Vance: Dem antisemitism thwarted Shapiro’s veepstakes prospects
On Hugh Hewitt’s radio show Tuesday morning, Trump’s running mate anticipated Shapiro would get passed over
Sen. J.D. Vance (R-OH), the Republican nominee for vice president, said on Tuesday morning that if Vice President Kamala Harris did not select Pennsylvania Gov. Josh Shapiro as her running mate, then the decision would be due to what he identified as antisemitism within the Democratic Party.
“If it’s not Josh Shapiro,” Vance told radio host Hugh Hewitt hours before Harris announced she had chosen Minnesota Gov. Tim Walz, “I think they will have not picked Shapiro, frankly, out of antisemitism in their own caucus and in their own party. I think it’s disgraceful the Democrats have gotten to this point where it’s even an open conversation.”

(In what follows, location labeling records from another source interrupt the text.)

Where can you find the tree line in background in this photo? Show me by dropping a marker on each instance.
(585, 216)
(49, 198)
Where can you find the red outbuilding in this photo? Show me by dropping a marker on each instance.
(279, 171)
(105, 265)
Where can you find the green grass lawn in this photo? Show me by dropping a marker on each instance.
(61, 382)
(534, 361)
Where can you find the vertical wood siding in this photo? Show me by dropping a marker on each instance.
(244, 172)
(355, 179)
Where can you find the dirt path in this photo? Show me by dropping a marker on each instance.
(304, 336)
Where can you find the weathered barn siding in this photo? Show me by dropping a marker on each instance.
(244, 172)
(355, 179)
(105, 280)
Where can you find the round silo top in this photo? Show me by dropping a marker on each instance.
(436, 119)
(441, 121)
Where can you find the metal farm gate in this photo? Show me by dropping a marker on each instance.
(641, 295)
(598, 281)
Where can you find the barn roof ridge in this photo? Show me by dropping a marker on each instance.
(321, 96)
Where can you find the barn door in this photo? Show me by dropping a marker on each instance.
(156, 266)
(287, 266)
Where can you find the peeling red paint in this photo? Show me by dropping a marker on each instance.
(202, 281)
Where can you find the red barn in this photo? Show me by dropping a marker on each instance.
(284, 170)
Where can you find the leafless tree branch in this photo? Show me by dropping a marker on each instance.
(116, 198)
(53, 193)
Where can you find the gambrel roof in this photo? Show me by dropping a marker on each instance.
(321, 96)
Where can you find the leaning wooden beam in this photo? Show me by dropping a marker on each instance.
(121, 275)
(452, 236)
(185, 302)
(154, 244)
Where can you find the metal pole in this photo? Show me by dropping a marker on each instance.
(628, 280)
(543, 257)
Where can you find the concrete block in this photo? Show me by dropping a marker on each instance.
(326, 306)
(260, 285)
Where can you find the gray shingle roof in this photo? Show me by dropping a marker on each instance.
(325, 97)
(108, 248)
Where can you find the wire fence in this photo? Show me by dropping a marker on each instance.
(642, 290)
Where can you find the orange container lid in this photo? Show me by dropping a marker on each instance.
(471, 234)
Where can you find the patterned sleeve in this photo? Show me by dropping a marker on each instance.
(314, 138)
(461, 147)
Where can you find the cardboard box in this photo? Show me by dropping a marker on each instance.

Shapiro, a Jewish Democrat who was among the finalists on the vice presidential short list, had in recent weeks faced growing resistance from an organized campaign led by far-left activists who expressed vehement opposition to his support for Israel and criticism of extreme anti-Israel campus protesters.
The campaign drew charges of antisemitism for singling out Shapiro, the only Jewish contender under serious consideration, whose views on Israel largely aligned with other candidates including Sen. Mark Kelly (D-AZ) and Walz, the latter of whom emerged as a progressive favorite.
While Shapiro and Harris had for the most part publicly ignored the far-left pressure campaign, Vance suggested that it damaged the Democratic Party’s ability to counter antisemitism from within its own ranks.
Shapiro, he said, “has in some ways had to run away from a lot of his biography over the last few months because the far left doesn’t like the fact that he is a Jewish American.”
“We have to be honest about this fact,” Vance told Hewitt. “We have to call it out.”